The Northern Research Group said an 18-month £20 uplift due to Covid had been a “life-saver for many”, adding: “Keeping the uplift is not a zero-sum game for the Government. Many people on Universal Credit are in work or want to be in work and we shouldn’t pull the rug out from under their feet.”

The Joseph Rowntree Foundation says the MIS is based on “detailed discussions with members of the public”, along with baskets of goods and services.

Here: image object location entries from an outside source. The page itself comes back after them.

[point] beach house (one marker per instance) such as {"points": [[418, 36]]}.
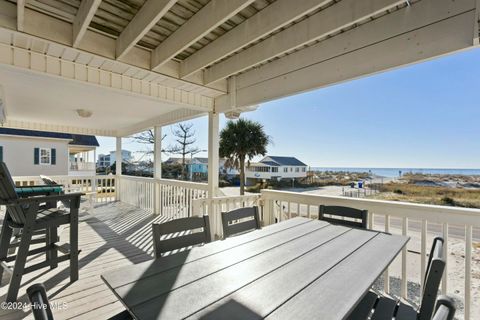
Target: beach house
{"points": [[117, 68], [31, 153], [275, 168]]}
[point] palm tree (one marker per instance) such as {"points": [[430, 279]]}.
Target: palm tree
{"points": [[242, 140]]}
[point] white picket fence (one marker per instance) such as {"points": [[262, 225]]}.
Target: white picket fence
{"points": [[176, 199], [172, 198], [98, 188]]}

It supports the research, calculated by Loughborough University.

The MIS includes costs like food, clothing, water and electricity, running a car, and “social and cultural participation” set at £98 a week for a couple with two young kids.

It also budgets £10.47 a week for alcohol for a family, and one week of UK-based holiday per year.

Even a single parent in a full-time, minimum-wage job claiming Universal Credit would fall £66 a week short of the MIS after September’s cut.

By comparison, a family not claiming Universal Credit would need to earn just over £27,000 a year to meet the MIS.

Shadow Work and Pensions Secretary Jonathan Reynolds branded the looming Universal Credit cut “morally and economically wrong”.

The Labour MP said: “Under this Government millions of children are already living in poverty; this cut will only make things harder.

“It is time the Government saw sense, backed struggling families and cancelled their cut to Universal Credit.

“Labour would replace Universal Credit with a fairer social security system.”

A government spokesman said: “The temporary Universal Credit uplift was brought in to support those with the lowest incomes during the pandemic.

Now that restrictions are ending it is right that the Government should focus its support – through our multi-billion-pound Plan for Jobs – to help people learn new skills to progress in their career, increase their hours or find new work.”